The stearoyl-acyl-carrier-protein (ACP) desaturase is a plastid-localized enzyme that catalyzes the conversion of stearoyl-ACP to oleoyl-ACP and plays an important role in the determination of the properties of the majority of cellular glycerolipids. Functional characterization of the fatty acid desaturase genes and their specific promoters is a prerequisite for altering the composition of unsaturated fatty acids of palm oil by genetic engineering. In this paper, the specificity and strength of the oil palm stearoyl-ACP desaturase gene promoter (Des) was evaluated in transgenic tomato plants.
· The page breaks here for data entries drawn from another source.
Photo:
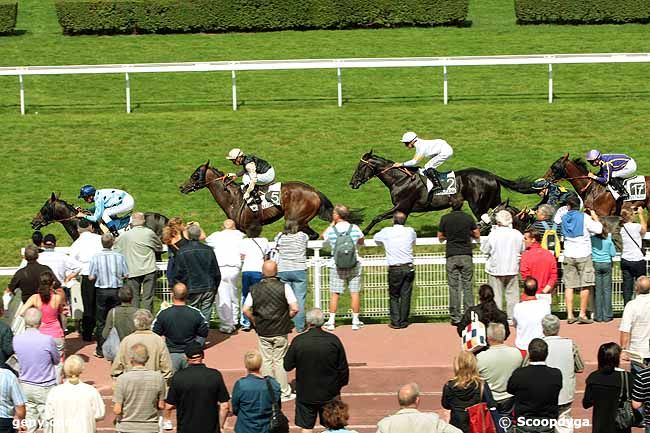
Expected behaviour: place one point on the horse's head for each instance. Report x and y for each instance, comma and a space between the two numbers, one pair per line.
54, 209
366, 169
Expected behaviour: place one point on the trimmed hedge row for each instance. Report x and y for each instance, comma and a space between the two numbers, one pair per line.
8, 12
582, 11
178, 16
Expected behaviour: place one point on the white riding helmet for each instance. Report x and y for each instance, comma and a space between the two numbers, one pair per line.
409, 136
234, 154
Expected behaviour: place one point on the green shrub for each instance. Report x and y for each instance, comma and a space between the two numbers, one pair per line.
582, 11
177, 16
8, 12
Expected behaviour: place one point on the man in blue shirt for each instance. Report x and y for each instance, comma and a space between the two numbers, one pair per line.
613, 168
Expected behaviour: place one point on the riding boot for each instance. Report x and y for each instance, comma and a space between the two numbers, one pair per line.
617, 183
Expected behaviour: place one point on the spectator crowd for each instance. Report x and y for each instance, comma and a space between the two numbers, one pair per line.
157, 352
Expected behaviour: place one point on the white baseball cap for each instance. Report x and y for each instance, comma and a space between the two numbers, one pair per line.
234, 153
409, 136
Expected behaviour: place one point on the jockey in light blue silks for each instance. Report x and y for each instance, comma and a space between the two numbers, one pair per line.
614, 167
109, 203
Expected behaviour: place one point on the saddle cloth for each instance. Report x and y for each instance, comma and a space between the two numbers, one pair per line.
447, 180
635, 187
270, 195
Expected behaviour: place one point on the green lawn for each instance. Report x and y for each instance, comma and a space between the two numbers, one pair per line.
498, 118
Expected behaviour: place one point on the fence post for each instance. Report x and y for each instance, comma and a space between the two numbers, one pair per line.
550, 83
339, 87
128, 92
445, 86
22, 95
234, 90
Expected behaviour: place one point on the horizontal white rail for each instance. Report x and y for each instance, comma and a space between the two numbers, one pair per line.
337, 64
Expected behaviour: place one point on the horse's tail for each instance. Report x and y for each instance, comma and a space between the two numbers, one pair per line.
522, 185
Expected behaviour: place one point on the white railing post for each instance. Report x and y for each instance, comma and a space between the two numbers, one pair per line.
22, 95
339, 87
234, 90
316, 261
550, 83
445, 86
128, 92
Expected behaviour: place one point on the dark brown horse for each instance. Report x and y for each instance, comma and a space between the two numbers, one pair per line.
594, 195
58, 210
299, 201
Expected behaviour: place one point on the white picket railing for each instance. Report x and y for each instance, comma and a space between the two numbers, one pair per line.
339, 64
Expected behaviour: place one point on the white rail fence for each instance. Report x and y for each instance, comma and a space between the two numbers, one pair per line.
338, 64
430, 290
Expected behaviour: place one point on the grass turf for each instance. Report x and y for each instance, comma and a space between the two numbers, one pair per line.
498, 118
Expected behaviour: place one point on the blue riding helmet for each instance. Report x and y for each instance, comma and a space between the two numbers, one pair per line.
86, 191
540, 184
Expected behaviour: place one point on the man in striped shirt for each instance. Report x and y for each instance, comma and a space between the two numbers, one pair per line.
108, 269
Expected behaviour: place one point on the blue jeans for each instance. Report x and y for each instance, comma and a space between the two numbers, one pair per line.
248, 279
603, 291
298, 282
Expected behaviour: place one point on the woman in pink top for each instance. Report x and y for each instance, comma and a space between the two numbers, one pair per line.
51, 304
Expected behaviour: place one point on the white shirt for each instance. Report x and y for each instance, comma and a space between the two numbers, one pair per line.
74, 408
636, 321
253, 251
398, 241
631, 250
503, 248
84, 248
580, 246
288, 294
226, 247
528, 316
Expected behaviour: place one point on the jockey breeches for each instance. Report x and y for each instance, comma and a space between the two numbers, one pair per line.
262, 179
124, 207
627, 171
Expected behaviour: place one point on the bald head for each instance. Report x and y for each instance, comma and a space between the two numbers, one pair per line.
409, 395
270, 268
643, 285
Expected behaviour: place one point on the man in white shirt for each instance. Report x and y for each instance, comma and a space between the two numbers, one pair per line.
82, 250
438, 150
398, 241
528, 314
225, 244
578, 267
503, 247
635, 325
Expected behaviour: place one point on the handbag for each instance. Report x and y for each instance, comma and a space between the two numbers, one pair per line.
112, 344
279, 422
480, 419
474, 336
624, 412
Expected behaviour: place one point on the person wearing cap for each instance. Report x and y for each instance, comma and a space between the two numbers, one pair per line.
196, 392
614, 167
256, 170
438, 150
109, 203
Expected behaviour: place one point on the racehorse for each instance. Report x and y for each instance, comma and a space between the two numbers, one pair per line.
481, 189
298, 201
594, 195
58, 210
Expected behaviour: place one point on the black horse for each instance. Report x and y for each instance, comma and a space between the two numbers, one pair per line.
58, 210
481, 189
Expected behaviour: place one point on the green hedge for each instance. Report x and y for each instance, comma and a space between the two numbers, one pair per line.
582, 11
177, 16
8, 12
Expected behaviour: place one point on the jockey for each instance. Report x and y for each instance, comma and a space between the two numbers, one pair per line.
109, 203
256, 171
551, 193
613, 168
438, 150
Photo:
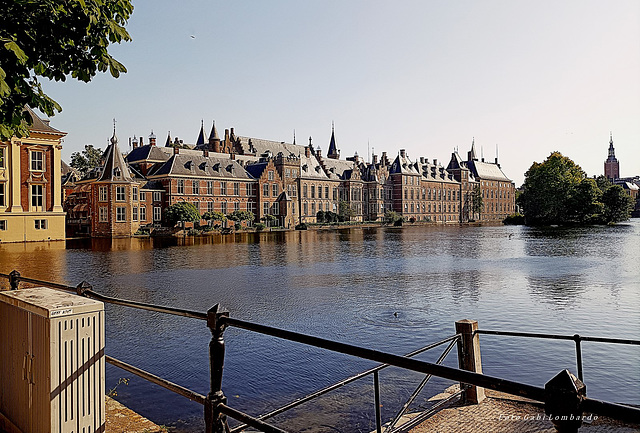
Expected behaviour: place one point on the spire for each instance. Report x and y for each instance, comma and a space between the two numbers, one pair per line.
200, 141
333, 153
471, 156
214, 132
114, 168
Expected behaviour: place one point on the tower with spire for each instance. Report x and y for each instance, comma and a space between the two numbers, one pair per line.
611, 165
333, 153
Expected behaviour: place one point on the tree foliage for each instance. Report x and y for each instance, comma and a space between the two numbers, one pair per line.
53, 39
181, 212
557, 191
241, 215
617, 205
86, 160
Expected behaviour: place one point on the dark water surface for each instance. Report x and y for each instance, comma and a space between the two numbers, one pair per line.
346, 285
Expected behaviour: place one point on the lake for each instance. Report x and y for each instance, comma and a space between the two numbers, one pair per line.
385, 288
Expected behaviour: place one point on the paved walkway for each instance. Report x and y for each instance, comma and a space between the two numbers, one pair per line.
121, 419
502, 413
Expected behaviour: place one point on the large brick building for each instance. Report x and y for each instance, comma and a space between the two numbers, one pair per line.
290, 182
30, 185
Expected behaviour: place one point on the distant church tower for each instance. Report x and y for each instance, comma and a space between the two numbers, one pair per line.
611, 165
333, 152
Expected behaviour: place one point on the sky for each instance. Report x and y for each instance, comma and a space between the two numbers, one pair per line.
521, 78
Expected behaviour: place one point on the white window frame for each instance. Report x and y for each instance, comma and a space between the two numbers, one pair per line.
40, 205
103, 193
121, 214
37, 164
121, 194
103, 214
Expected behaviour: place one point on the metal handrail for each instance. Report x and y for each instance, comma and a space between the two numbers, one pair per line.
558, 337
340, 384
418, 389
217, 321
495, 383
577, 338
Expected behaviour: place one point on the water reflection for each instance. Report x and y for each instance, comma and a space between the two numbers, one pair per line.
387, 288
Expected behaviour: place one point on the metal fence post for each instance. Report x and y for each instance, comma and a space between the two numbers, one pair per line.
215, 422
563, 401
14, 280
376, 398
469, 357
578, 340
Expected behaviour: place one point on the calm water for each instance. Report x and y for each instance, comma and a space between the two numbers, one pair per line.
346, 286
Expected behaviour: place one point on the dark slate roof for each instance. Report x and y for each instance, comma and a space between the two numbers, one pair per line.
41, 125
202, 166
487, 171
402, 164
257, 169
114, 168
148, 153
259, 146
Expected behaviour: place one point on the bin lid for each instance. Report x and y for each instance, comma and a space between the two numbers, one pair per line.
50, 303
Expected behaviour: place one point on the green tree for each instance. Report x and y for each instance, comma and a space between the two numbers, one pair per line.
53, 39
547, 191
476, 201
213, 216
86, 160
181, 212
585, 202
617, 205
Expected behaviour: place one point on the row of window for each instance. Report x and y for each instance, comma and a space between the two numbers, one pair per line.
39, 224
121, 194
196, 190
137, 213
319, 190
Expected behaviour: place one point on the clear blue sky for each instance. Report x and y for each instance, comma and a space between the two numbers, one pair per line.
529, 76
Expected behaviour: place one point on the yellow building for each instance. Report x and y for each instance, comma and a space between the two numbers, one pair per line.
30, 185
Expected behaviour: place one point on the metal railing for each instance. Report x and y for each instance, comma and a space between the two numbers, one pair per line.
578, 339
215, 403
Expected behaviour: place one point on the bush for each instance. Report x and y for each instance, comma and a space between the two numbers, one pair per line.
515, 219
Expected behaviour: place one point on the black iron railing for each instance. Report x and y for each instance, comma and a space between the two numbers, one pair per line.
215, 404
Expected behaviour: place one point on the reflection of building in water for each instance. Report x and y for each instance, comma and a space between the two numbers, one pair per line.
30, 188
282, 182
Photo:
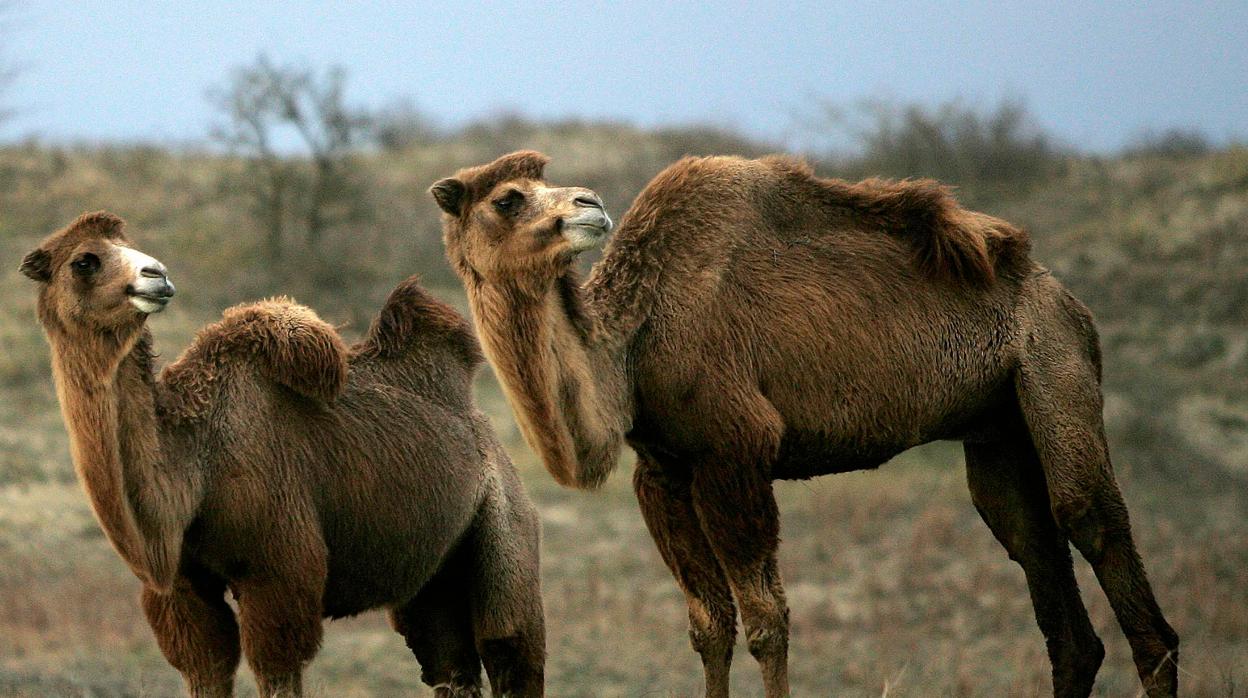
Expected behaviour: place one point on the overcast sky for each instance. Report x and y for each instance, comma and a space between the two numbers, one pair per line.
1095, 74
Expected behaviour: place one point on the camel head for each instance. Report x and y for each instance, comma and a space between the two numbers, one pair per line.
92, 280
503, 221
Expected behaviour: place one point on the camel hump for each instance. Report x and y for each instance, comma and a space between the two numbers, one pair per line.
288, 342
949, 240
413, 320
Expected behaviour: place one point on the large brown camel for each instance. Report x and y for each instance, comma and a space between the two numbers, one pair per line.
749, 322
310, 478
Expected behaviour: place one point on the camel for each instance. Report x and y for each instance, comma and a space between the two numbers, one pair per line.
307, 477
750, 322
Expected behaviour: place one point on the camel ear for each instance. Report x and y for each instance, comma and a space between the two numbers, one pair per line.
449, 195
38, 265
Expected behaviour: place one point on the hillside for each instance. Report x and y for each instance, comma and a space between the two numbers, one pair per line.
892, 578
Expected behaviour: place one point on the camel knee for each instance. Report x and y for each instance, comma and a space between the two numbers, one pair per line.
711, 629
197, 636
280, 634
516, 664
766, 631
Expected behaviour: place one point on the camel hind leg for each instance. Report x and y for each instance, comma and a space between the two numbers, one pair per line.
437, 628
668, 510
1007, 488
197, 633
1058, 391
506, 588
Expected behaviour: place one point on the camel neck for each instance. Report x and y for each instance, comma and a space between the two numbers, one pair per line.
567, 386
107, 398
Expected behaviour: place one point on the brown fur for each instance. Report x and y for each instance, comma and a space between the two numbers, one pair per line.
308, 478
750, 321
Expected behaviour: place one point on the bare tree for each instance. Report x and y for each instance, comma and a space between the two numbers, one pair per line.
300, 139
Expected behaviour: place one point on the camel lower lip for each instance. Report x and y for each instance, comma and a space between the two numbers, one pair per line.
149, 304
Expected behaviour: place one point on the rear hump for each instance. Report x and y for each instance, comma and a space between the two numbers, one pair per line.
414, 321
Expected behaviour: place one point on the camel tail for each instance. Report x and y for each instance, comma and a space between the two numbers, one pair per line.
413, 320
290, 344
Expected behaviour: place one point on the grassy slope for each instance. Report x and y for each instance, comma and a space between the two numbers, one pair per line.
892, 580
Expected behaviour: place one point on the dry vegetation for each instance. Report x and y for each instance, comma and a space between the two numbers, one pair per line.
895, 584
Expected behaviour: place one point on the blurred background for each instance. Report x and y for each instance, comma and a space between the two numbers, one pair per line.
286, 147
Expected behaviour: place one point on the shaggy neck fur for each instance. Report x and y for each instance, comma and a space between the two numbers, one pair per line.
107, 397
563, 375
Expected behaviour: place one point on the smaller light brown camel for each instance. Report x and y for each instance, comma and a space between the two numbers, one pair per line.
750, 322
308, 478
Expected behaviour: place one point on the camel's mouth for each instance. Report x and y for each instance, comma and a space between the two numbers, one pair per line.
151, 300
587, 229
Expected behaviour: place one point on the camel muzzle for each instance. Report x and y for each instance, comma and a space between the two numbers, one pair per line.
151, 292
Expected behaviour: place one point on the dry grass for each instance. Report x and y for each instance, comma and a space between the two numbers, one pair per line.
894, 583
895, 587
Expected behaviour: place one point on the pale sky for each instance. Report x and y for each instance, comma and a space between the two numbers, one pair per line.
1095, 74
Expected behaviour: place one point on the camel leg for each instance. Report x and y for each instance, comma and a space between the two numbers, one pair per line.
668, 510
280, 612
196, 631
1058, 391
739, 516
437, 629
506, 587
1007, 487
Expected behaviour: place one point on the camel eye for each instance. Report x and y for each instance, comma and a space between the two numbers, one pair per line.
85, 265
509, 202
Transcriptional fusions between 5' deletions of the Des promoter (Des1-4) and the β-glucuronidase (GUS) reporter gene were generated and their expression analyzed in different tissues of stably transformed tomato plants. Histochemical analysis of the Des promoter deletion series revealed that GUS gene expression was confined to the tomato fruits. No expression was detected in vegetative tissues of the transgenic plants. The highest levels of GUS activity was observed in different tissues of ripe red fruits (vascular tissue, septa, endocarp, mesocarp and columella) and in seeds, which harbored the promoter region located between -590 and +10. A comparison of the promoter-deletion constructs showed that the Des4 promoter deletion (314bp) produced a markedly low level of GUS expression in fruits and seeds. Fluorometric analysis of the GUS activity revealed a 4-fold increase in the activity of the full-length Des promoter compared to the CaMV35S promoter. RNA-hybridization analyses provided additional evidence of increased GUS expression in fruits driven by a Des fragment. Taken together, these results demonstrate the potential of the Des promoter as a tool for the genetic engineering of oil palms and other species, including dicots, in improving the quality and nutritional value of the fruits.